Sly: Welcome back gang for our final segment this morning and our guest, long time Creeker and now surprisingly famous global futurist, Stan Doffish of Pacific Fringe Consulting. Hi Stan good to see ya again.

Stan: I was misquoted in the Vancouver media. I did not advocate depopulating Asia to protect our standard of living. I was actually trying to draw attention to the real danger, given policy and service sector path dependence, of the Bush Administrations radical unilateralism given peak oil, the Bottleneck, the

Sly: Whoa. whoa Stan. Hold on. Peak oil? You have made headlines on the net for depopulating Asia. Explain that Stan. What do you mean by depopulating Asia?

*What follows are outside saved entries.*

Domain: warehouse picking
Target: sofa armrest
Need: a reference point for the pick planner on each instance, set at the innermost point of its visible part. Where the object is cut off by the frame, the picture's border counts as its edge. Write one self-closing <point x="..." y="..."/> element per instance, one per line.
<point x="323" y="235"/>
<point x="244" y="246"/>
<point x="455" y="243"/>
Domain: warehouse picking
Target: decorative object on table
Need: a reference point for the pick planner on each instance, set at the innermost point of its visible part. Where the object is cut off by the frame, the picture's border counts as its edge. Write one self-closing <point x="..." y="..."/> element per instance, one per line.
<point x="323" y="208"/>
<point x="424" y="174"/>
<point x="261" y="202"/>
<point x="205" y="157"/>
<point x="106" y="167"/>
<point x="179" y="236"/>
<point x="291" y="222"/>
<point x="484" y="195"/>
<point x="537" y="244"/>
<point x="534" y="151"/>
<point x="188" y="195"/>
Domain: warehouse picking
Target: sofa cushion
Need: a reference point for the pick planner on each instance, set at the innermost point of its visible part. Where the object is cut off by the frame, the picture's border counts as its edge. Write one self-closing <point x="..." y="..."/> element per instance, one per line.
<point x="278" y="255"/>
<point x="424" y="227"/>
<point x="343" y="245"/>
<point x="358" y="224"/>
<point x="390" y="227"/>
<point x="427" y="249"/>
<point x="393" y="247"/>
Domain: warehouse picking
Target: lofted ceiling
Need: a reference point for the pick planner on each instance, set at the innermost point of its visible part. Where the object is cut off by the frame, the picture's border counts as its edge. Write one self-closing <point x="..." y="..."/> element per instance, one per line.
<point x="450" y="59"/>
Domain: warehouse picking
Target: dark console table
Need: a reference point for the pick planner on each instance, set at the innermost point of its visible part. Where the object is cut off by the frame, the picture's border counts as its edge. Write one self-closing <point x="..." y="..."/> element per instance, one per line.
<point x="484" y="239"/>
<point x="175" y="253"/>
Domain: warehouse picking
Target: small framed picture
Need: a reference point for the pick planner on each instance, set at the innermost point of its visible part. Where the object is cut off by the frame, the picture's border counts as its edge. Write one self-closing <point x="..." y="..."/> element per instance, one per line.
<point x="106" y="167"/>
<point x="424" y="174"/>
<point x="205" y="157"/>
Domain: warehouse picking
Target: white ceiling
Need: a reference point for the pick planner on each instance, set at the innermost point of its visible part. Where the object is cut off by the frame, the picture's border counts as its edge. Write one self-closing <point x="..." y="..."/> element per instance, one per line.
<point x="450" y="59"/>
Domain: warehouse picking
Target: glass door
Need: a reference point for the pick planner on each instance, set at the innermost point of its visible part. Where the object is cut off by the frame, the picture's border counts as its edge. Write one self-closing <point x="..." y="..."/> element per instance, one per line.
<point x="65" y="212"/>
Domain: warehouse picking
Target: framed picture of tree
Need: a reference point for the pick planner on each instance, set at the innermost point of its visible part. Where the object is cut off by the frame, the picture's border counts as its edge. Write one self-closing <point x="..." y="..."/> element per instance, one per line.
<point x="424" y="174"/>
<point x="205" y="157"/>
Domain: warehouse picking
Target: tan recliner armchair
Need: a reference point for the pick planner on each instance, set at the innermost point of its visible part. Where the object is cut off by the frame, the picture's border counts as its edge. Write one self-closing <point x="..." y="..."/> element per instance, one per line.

Stan: Hi Sly. I repeat I'm not advocating at all depopulating Asia. I'm just saying that the path the US took in occupying Iraq for oil ends up in a horrible logic of a future Administration deciding that in the upcoming turbulence and resource crisis its them or us and acting preemptively. I don't even think its possible, but we need to think these thoughts to understand the evil places we could go.

Sly: Depopulating?

Stan: Depopulating is the euphemism for killing all the livestock affected by a disease as a preventive business measure to preserve markets, etc. The depopulating of all Fraser Valley poultry operations because of the chicken influenza outbreak is a recent example.

Depopulating Asia means using modern weapons to kill off the Chinese, Japanese, Indian and Muslim, Russian maybe, peoples in an attempt to head off the coming war of resources predicted with the end of oil and Wilson's Bottleneck.

When Bush seized Iraq - using Saddam as an excuse - it was the first step in an endgame for the remaining oil reserves necessary for our way of life. Peak oil is upon us, but very few understand the consequences. Very few understand the importance of the signal that the US is sending about how the US is going to react to peak oil.

Sly: Hold on just a minute Stan old man - Killing all the people in Asia? Peak oil? What"s peak oil?

Stan. M. King Hubbert was a US oil geologist. He looked at records for oil discovered, wells dug and production and predicted in the 50s that production of oil in the continental States would peak around 1970. It did. Since 1970 US wells have produced less and less oil even with new discoveries and increasing technology for better oil recovery.

A school (for lack of a better word) of oil geologists and other oil production experts have used Hubbert's methodology to try and predict the peak of global oil production - there is a finite supply of oil. The range of predictions for when we will reach peak production - followed by a steep decline in production - begin with 2002 in the worst case scenario, through a spectrum of predictions to a very optimistic 2050.

What does this mean? - I can see your distress with what I'm saying Sly. Will we instantly run out of oil tomorrow or next month or in a couple of years? Should you switch to gas?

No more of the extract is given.